Snigger-inducing name aside, the Renoir (or KC910, as we prefer to call it) has one big difference from its competitors – it’s completely touchscreen, with no keypad.
It doesn’t take an LG fanboy to realise that the KC910 is a close relative of the company’s other touchscreen phones, the Prada and Viewty. And, if you’ve used either of these handsets, you’ll realise that this is a mixed blessing.
The 3in touchscreen is like the British weather in April – inconsistent. At least there’s no stylus to bother with, but screens with lists are hard to fathom.
Another annoyance is that the feature icons only appear onscreen briefly. By the time you’ve located the right one, they’ve disappeared.
Luckily, the screen works a little better with the KC910’s headline feature, its camera. A virtual slide controls the zoom, which is digital only – there’s no ‘proper’ optical zoom squeezed in.
One of the areas where the touchscreen enhances the user experience rather than getting in the way is the focus. Not only can you just move the focus by plonking your finger on the correct spot on the screen, you can just hold your finger to ‘lock on’, then remove it to take a shot. Very nifty.
There are plenty of other neat camera features too, from continuous shooting to smile shutter and the worryingly named ‘beauty mode’. Sadly, this doesn’t auto-replace mingers with models, but does handily remove blemishes.
The differences were modest in our shots – luckily, it didn’t consider our entire head to be a blemish – and we had trouble making the smile shutter work, but overall images were strikingly good, at least on a par with Samsung’s i8510. The flash is occasionally overpowering, but the KC910 also shoots VGA video at 120fps with slow-mo playback.
Phone of many talents
Naturally, taking photos and video aren’t the KC910’s only talents. Dolby and DivX both make audio and video playback better, and the phone comes with a disc of software to convert your video files, although this doesn’t rip your DVDs.
There’s also Wi-Fi and HSDPA for fast data transfer, plus Assisted GPS for Google Maps. We also liked eccentricities like the Jogging Buddy, which works out your speed, again through A-GPS.
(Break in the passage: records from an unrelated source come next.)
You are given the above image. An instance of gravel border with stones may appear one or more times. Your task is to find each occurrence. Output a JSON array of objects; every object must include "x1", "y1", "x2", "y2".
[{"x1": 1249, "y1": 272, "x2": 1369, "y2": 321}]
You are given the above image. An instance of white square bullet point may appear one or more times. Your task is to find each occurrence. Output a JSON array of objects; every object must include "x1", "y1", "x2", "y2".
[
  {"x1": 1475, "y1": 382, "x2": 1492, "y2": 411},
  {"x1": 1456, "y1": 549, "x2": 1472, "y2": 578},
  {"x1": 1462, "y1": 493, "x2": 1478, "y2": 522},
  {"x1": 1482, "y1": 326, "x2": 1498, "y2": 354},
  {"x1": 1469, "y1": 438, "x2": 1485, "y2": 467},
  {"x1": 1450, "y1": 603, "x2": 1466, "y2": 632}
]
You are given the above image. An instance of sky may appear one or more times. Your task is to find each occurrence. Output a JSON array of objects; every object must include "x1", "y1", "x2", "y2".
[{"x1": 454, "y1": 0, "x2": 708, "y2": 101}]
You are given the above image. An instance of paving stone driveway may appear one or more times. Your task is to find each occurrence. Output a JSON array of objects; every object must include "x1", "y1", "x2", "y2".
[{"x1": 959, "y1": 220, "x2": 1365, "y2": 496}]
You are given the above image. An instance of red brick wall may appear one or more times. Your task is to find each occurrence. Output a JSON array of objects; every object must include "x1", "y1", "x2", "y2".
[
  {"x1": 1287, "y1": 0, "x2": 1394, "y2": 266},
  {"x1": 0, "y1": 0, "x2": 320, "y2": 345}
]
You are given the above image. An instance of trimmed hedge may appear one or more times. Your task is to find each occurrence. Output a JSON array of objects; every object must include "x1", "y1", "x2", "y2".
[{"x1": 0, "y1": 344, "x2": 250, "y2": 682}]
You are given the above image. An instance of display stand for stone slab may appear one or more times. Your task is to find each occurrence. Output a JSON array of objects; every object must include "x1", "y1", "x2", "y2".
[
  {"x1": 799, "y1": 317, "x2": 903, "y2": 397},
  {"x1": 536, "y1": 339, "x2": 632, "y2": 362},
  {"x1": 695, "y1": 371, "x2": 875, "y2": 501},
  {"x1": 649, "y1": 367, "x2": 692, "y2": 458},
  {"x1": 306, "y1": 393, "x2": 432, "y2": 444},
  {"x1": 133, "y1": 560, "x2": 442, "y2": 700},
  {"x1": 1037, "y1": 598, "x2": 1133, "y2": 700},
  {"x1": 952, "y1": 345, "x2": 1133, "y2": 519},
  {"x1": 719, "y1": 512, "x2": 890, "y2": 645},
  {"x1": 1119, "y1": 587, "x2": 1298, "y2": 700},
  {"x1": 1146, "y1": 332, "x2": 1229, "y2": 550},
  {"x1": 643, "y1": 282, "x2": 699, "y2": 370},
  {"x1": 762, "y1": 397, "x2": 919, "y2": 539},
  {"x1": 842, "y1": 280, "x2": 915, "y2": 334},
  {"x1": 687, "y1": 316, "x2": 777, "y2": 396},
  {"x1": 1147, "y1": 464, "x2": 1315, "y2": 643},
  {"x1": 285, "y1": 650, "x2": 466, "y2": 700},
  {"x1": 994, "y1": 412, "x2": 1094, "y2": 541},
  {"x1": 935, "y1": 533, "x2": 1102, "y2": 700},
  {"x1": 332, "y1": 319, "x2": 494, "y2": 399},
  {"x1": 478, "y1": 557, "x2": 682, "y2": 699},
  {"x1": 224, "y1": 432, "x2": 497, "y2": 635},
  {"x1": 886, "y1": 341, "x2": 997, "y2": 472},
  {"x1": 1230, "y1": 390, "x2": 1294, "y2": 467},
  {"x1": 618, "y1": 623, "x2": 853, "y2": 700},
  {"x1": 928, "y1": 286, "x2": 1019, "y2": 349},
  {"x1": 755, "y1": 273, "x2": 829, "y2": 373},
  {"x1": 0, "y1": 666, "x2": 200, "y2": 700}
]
It’s a shame that there’s no 3.5mm standard earphone jack, though an adaptor is provided so you can plug in any headphones if you don’t fancy the average supplied pair.
Despite all these features, the KC910 manages to be significantly less chubby than the Sony Ericsson C905, although it’s far from iPhone-slim.
And it’s Apple’s blower we come back to in the end. Although it’s much more powerful in lots of ways, the Renoir just isn’t as sexy, intuitive or slick as its nemesis. If photographic prowess is your mobile deal-breaker, the KC910 is still worth a look, but otherwise there are better touchscreen contenders out there.